The SDK automatically extracts all of this from the LLM response:

provideropenai or anthropic
modelThe model used (e.g., gpt-4o, claude-sonnet-4-5-20250514)
messagesThe input messages sent to the LLM
responseThe text content of the LLM's response
toolsTool/function names if tools were provided
toolCallsTool calls made by the LLM (id, name, arguments)
tokens.promptInput token count
tokens.completionOutput token count
tokens.totalTotal tokens used
tokens.cachedInputCached input tokens (OpenAI)
tokens.cacheWriteCache write tokens (Anthropic)
tokens.cacheReadCache read tokens (Anthropic)
costComputed cost in USD (server-side)
latencyWall-clock time in milliseconds
statussuccess or error
errorError message if the call failed
timestampISO 8601 timestamp

Linking to runs vs groups

You can link a call to either a run or a group. Both work the same way.

Linking to runs vs groups
// Link directly to a run (no groups needed)
const r = run('Simple agent');
const res = await openai.chat.completions.create({...});
call(r, res);

// Or link to a group within a run
const r2 = run('Complex agent');
const g = group(r2, 'Analysis');
const res2 = await openai.chat.completions.create({...});
call(g, res2);

Streaming

Streaming works automatically. The SDK wraps the async iterator to collect content chunks and capture usage data as the stream completes. Call call() after consuming the stream.

Streaming support
const stream = await openai.chat.completions.create({
  model: 'gpt-4o',
  messages: [{ role: 'user', content: 'Hello!' }],
  stream: true,
});

// Consume the stream as usual
for await (const chunk of stream) {
  process.stdout.write(chunk.choices[0]?.delta?.content || '');
}

// Link after the stream is consumed
call(g, stream);

Token counts and latency are captured when the stream finishes. Cost is calculated server-side based on the model's pricing.

Error tracking

When an LLM call throws an error, the SDK captures it and attaches tracking data to the error object. You can still link failed calls.

Tracking failed calls
try {
  const res = await openai.chat.completions.create({
    model: 'gpt-4o',
    messages: [{ role: 'user', content: 'Hello' }],
  });
  call(g, res);
} catch (err) {
  // call() automatically extracts tracking data from the error
  call(g, err);

  // Record an outcome for the failure
  outcome(g, 'Error', { message: err.message });
}

Failed calls appear in the dashboard with status: 'error' and include the error message, latency, and any partial data available.

Outcomes on calls

You can record outcomes on individual calls.
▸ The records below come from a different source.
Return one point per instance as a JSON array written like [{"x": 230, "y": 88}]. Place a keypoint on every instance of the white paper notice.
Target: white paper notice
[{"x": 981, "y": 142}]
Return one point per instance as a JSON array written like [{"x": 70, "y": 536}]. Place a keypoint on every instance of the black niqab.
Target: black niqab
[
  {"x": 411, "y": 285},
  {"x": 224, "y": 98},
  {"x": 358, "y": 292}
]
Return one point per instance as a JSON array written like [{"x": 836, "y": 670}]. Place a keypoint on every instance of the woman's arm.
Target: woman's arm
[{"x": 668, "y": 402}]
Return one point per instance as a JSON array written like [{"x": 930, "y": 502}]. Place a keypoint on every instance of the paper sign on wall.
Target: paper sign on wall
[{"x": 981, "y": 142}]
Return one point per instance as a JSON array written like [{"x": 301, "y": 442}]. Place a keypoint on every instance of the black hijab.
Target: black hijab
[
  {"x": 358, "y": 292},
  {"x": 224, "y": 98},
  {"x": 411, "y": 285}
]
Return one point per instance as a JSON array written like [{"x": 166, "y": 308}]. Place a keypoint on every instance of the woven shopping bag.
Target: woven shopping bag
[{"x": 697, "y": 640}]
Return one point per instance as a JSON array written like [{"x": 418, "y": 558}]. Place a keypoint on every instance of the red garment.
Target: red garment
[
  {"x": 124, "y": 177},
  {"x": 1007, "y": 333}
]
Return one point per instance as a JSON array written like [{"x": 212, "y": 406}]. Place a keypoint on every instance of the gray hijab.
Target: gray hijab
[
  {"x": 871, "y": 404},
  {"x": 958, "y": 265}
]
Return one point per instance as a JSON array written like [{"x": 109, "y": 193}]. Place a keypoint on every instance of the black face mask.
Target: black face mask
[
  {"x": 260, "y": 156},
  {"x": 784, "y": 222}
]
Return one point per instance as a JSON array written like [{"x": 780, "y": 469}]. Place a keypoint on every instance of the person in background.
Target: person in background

Use the response object as the target.

Call-level outcomes
const res = await openai.chat.completions.create({...});
call(g, res);

// Record an outcome on the call itself
outcome(res, 'Helpful');
outcome(res, 'Hallucination Free');

Supported providers

OpenAI
chat.completions.create()
responses.create()
Streaming, tool calls, cached tokens
Anthropic
messages.create()
Streaming, cache write/read tokens

Tips

-Each response can only be linked once. The second call() with the same response is silently ignored.
-Unllinked responses are never transmitted. If you forget to call(), the data stays in memory until garbage collected — no noise in your dashboard.
-The wrapped client is fully compatible. It returns the same types, supports the same options, and works with TypeScript autocomplete.
-call() is a fire-and-forget operation. It never throws and adds no latency to your agent.